The world's 'small data' guru explains why kids answer the phone like this...
Life Imitating Art
Are you puzzled why teens seem incapable of holding the phone normally? One of the world’s leading experts on small data, Martin Lindstrom, thinks he knows why.
Danish-born Lindstrom is one the world’s top innovation advisers, previously named in Time Magazine’s list of the ‘World’s Most Influential People’. He spends up to 300 days a year researching the everyday tasks we all undertake that often go unrecorded. The author of the New York Times best-seller ‘Small Data: The Tiny Clues That Uncover Huge Trends’, he says the change is evidence of a generational shift that can be explained by YouTubers and The Kardashians.
Martin says that: “The difference only became apparent to me when I began working a lot with reality shows. I started to notice, from a production standpoint, that the camera team needed to hear what the person was saying when the reality star made a phone call on camera. That usually entailed holding the phone horizontally and speaking into the mic and speaker at the base of the phone, so the crew and others could freely understand what the person at the other end of the line was saying. Then, as I was doing research amongst teenagers, I noticed they were copying the same move even in making calls between just two people.”
The so-called ‘i-generation’ – those born since 2000 – were “seeing it being used so commonly by their favourite YouTubers, the Kardashians and other reality tv shows that they learned to copy it instinctively,” he says. “It’s a cool way of talking, and it has been taken up in the same ‘viral’ way as with other trends, like having your hat a certain way, not wearing socks, having the end of your belt drooping down or your shirt tucked in at certain places, but not others.”
However, despite their comfort and natural affinity for communication and social media, Lindstrom warns that i-generation’s abilities also mask deeper insecurities. “Our kids have never been so secure and insecure at the same time. They are secure in that they are really good at going in front of a camera or expressing themselves on video – unlike my generation, who generally didn’t like leaving a voice message, because they didn’t want to talk to a machine. But they are very insecure when it comes to their feelings and emotions and the future. Essentially, the more transparent we become in our society, the more insecure they have become. The more they compare themselves with others and see how they rank and what they have, the more it affects them.”

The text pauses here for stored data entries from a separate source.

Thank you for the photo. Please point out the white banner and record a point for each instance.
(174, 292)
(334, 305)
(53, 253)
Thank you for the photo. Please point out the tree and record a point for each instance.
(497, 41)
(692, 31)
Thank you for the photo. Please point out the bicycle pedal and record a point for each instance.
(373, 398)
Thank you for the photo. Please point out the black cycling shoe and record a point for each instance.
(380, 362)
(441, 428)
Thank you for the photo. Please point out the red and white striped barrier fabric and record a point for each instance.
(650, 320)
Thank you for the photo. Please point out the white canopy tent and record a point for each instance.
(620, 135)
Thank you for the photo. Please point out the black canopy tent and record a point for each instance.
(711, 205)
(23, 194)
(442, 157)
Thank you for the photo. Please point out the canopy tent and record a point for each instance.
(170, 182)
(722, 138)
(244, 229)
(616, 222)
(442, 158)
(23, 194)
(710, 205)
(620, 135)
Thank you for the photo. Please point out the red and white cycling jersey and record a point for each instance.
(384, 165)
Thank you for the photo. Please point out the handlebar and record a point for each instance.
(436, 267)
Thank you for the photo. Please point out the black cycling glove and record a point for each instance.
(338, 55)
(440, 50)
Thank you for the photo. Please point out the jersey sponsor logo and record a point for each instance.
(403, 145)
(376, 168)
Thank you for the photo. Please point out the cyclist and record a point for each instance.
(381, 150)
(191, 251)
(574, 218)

Lindstrom, 47, added that: “When I was in school I had 23 friends and every now and then we would compete in an exam. Today’s child can feel like they’re competing with 23,000 others and they know they’ll never be number one. Consequently, I believe, the concept of ordinary Facebook, as we know it, where you have 2,000 friends is going to fade out.” Instead, today’s teens ‘desperately’ want to belong to a tribe, he says. “We are seeing young people create mini, mini friendship groups online where they only have five friends, who are like-minded individuals who share their view of life and, most importantly, compliment each other.”
Branding expert Lindstrom has for worked leading firms including Lego, Pepsi, and Nescafé, spending up to 300 nights a year in stranger’s homes to observe how they live. He draws conclusions on everything from why telly viewers push harder on the remote when their batteries are running out, to the reasons for the Chinese dislike of bedspreads.